O Coração Ainda Bate. Nina

Inês Meneses fala sobre a importância dos detalhes.

Disse-me a dentista quando me estendeu uma mão-cheia de pequenas pastas de dentes: “Pode estranhar o sabor. Há quem não consiga.”

Vim no caminho de regresso a pensar que travo seria esse de tão impossível, quando a vida já me deu tantos e estranhos paladares. Dissabores, pois claro. Ninguém está a salvo deles.

Quando, à noite, experimentei a desafiante pasta, sorri por perceber que o sabor me agradava, e voltei a concluir que somos todos tão diferentes e complexos a ponto de uns rejeitarem o que outros apreciam. A vida nunca será um consenso. A angústia de viver vem de lugares distintos em nós. Quando apontamos o dedo a alguns dizendo: “Mas tem tudo, como se pode queixar?” Queixamo-nos. Queixamo-nos de coisas pequeninas, outros de coisa nenhuma, e os que vemos ao longe (perante a nossa impotência) a gritar reclamam de coisas maiores às quais não chegamos.
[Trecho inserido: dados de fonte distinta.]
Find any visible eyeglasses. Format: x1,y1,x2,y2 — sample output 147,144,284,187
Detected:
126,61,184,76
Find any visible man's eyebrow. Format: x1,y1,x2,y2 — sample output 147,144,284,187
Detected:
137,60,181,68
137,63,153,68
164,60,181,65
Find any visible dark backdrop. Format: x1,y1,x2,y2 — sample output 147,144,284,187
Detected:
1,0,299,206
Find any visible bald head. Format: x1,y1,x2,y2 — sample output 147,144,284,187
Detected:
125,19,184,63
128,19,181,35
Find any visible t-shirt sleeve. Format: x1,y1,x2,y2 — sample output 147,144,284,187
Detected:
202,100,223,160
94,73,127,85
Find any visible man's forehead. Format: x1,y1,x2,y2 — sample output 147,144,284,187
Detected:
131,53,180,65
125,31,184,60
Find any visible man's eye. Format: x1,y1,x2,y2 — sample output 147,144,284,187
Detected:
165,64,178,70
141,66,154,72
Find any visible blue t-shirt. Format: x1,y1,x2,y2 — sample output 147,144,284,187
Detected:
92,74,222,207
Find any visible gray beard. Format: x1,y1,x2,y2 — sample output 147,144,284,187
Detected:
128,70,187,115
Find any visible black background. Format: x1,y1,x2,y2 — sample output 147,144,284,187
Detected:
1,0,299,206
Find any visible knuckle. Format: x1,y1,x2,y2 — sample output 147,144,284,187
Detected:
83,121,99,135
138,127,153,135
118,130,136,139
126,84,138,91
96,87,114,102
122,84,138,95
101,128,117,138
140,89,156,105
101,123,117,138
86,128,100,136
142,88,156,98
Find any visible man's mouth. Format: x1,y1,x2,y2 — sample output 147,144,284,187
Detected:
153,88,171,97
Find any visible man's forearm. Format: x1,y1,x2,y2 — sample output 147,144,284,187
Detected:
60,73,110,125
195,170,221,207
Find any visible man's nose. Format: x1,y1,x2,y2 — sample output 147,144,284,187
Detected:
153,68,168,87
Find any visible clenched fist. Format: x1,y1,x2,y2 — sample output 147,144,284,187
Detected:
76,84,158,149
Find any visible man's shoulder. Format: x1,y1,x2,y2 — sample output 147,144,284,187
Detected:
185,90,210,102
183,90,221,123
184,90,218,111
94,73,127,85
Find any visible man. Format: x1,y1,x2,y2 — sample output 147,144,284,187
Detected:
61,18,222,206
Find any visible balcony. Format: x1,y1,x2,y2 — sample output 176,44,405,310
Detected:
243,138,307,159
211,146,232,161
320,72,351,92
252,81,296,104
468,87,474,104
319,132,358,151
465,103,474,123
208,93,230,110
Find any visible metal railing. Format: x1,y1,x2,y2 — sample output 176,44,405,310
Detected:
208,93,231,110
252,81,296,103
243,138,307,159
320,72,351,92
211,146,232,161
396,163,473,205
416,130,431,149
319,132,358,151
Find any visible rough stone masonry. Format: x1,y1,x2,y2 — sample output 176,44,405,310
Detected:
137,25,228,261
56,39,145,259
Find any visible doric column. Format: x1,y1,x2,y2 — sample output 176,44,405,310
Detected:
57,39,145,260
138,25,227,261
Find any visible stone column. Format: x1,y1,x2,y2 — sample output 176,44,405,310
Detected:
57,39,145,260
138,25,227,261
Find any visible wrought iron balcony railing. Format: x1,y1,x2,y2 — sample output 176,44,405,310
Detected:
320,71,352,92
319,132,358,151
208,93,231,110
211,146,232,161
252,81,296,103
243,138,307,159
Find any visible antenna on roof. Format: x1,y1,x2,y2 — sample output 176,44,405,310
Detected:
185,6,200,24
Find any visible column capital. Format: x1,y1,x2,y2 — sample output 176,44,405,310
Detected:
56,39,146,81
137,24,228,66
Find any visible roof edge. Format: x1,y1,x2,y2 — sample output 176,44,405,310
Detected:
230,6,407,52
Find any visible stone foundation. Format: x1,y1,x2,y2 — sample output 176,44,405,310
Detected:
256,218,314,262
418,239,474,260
Não sonhamos o que é lá estar.

Mas, sabem, a tristeza não tem continente, não tem país, não tem misericórdia de ninguém na hora em que nos visita. Todos, mesmo os que se ornamentam de excesso, facilmente podem mergulhar na tristeza. O dissabor na minha boca pode ser o prazer alheio. Devia ser um exercício obrigatório valorizar o que temos: chegar sem mossa ao fim do dia com uma casa e comida. A sociedade há muito que nos instrumentaliza para caminharmos sobre as coisas sem as questionar. Na outra ponta temos os que nesse imenso guarda-chuva da auto-ajuda julgam ter a solução para todos os problemas, não conseguindo, muitas vezes, perceber como saldar a sua dívida existencial. Ninguém sabe, na verdade, mas pensar um bocadinho, pondo a vida em perspectiva, tem-me ajudado a distinguir os sabores: o que sinto, por vezes, é amargo, mas nada comparável ao dos que, do outro lado da rua, dormem num forte de papelão. Como é que nos podemos dizer insatisfeitos quando há quem nunca tenha experimentado a que sabe a satisfação?

A pasta de dentes está ali e tenho-a usado todos os dias - passou a ter um significado. Muitas coisas dispostas pela casa lembram-me o que já fui e onde estive. Há objectos que escapam ao olhar dos outros e que, sem querer, me descrevem num período de vida. Não os afasto, até se contam uma história triste. Estão ali silenciosos, mas é como se dissessem baixinho o meu nome, chamando-me à realidade: vieram nas mãos de pessoas que passaram fugazes pela minha vida, mas que acabaram por deixar rasto.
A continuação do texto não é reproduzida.